Cet article a 2 commentaires

  1. FOURNY

    L’art de la prévision est bien difficile, surtout dans le contexte actuel, car il fait appel à plusieurs vecteurs.
    Que l’on peut résumer au nombre de trois principaux qui sont totalement interdépendants, le contexte politique, le contexte économique et le contexte sociologique.
    Il est évident que lorsque le gouvernement établit sa loi de finances, et dans les contraintes actuelles, il a tout intérêt à annoncer de manière raisonnable des lendemains qui chantent
    Sinon quel serait l’objectif de la mise en place de sa politique, si lors du vote demain serait pire qu’aujourd’hui. Il ne peut faire autrement que d’annoncer que ses mesures en général, celles que l’on retient et qui sont impopulaires, ne dureront pas et disparaitront dès la sortie de crise.
    Dans le même temps, il dispose d’indicateurs nombreux parfois contradictoires, pour l’aider à élaborer sa politique budgétaire, FMI, OCDE, UE, INSEE etc (d’ailleurs à ce sujet il faut lire le canard enchainé qui s’amuse parfois à faire le comparatif entre les prévisions annoncées et la réalité de ces organismes savants et c’est parfois cocasse).
    Donc politiquement, si l’on est contraint à la sincérité lors de l’élaboration d’une loi de finances, on se doit aussi à l’optimisme.
    Pourtant, les réalisations ne sont pas toujours à l’hauteur des espérances, si les impôts ne sont pas rentrés autant que prévus, il faut noter que le déficit s’est avéré en pourcentage un peu moins fort que ce qu’annonçaient les premières estimations, la « vérité » des chiffres.
    L’influence du politique existe donc, mais il n’est pas seul décisionnaire, le contexte économique mondiale pèse beaucoup sur les résultats, on connait tous, les deux chocs pétroliers qui ont rebattu les cartes de l’économie mondiale, mais on a des exemples plus récents et plus anecdotiques comme le Tsunami dans le Sud Est Asiatique et FUKUSHIMA qui ont eu d’énormes impacts liés à la concentration économique sur les semi-conducteurs et d’après certains analystes ont ralenti la croissance mondiale de 0,1 à ,0,2%. Cela démontre les relations qui existent entre le politique et l’économique.
    La dimension sociologique est loin d’être négligeable, ce que d’anciens politiques répétaient « il faut rétablir la confiance », je ne parle pas de rétablir la confiance dans le Politique car là la difficulté est énorme, je parle de rétablir la confiance dans la ou les politiques mises en œuvre, tant que le citoyen, consommateur, contribuable lambda n’aura pas confiance en son avenir et qu’il le verra moins rose que le présent, aucune vraie politique économique ne pourra être mise en place. L’influence du consommateur final est la clé de voute de la réussite d’une politique économique car il est aussi bien souvent le contribuable. Et celui-ci à l’égal quasiment d’un aléa climatique qui est le plus difficile à cerner dans son comportement.
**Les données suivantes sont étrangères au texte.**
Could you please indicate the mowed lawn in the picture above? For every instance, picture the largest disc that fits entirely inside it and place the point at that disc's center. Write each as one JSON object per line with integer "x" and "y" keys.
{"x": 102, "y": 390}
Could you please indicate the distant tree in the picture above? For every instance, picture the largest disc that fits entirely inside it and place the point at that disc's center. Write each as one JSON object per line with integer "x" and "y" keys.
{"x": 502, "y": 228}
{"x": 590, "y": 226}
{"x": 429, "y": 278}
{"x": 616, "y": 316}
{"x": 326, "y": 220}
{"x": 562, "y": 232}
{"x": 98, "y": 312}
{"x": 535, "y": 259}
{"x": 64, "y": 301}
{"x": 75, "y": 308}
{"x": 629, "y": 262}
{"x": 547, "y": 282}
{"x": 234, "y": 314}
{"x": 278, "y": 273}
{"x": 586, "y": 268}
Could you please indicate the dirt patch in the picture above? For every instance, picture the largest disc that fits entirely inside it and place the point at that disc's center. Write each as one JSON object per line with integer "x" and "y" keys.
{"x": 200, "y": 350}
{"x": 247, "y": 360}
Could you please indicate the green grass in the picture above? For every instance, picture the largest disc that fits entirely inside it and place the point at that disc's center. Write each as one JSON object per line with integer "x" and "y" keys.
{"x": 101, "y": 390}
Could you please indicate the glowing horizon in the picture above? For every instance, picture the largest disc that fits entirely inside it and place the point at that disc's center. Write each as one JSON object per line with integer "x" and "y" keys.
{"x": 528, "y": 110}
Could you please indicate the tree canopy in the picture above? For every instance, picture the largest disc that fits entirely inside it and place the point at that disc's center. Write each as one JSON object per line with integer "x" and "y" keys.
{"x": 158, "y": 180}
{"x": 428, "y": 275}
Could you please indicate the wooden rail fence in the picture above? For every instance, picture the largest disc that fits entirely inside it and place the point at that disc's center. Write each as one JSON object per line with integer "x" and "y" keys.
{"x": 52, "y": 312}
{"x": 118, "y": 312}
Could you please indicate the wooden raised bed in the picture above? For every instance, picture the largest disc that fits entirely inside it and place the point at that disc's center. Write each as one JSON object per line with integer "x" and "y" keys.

    Alors, quand les thuriféraires de la norme comptable, de la vérité des chiffres viennent donner des conseils a posteriori en grande pompe, revêtus de leur parure rouge sur la vérité des chiffres qui ne représente qu’une situation à un instant I, qui n’est déjà plus vraie au moment même où on l’évoque, je citerai Beaumarchais qui lui-même la reprenait « la critique est aisée, mais l’art est difficile »

  2. J-P REIX

    A mon sens la réserve est de loin préférable à un déficit supplémentaire.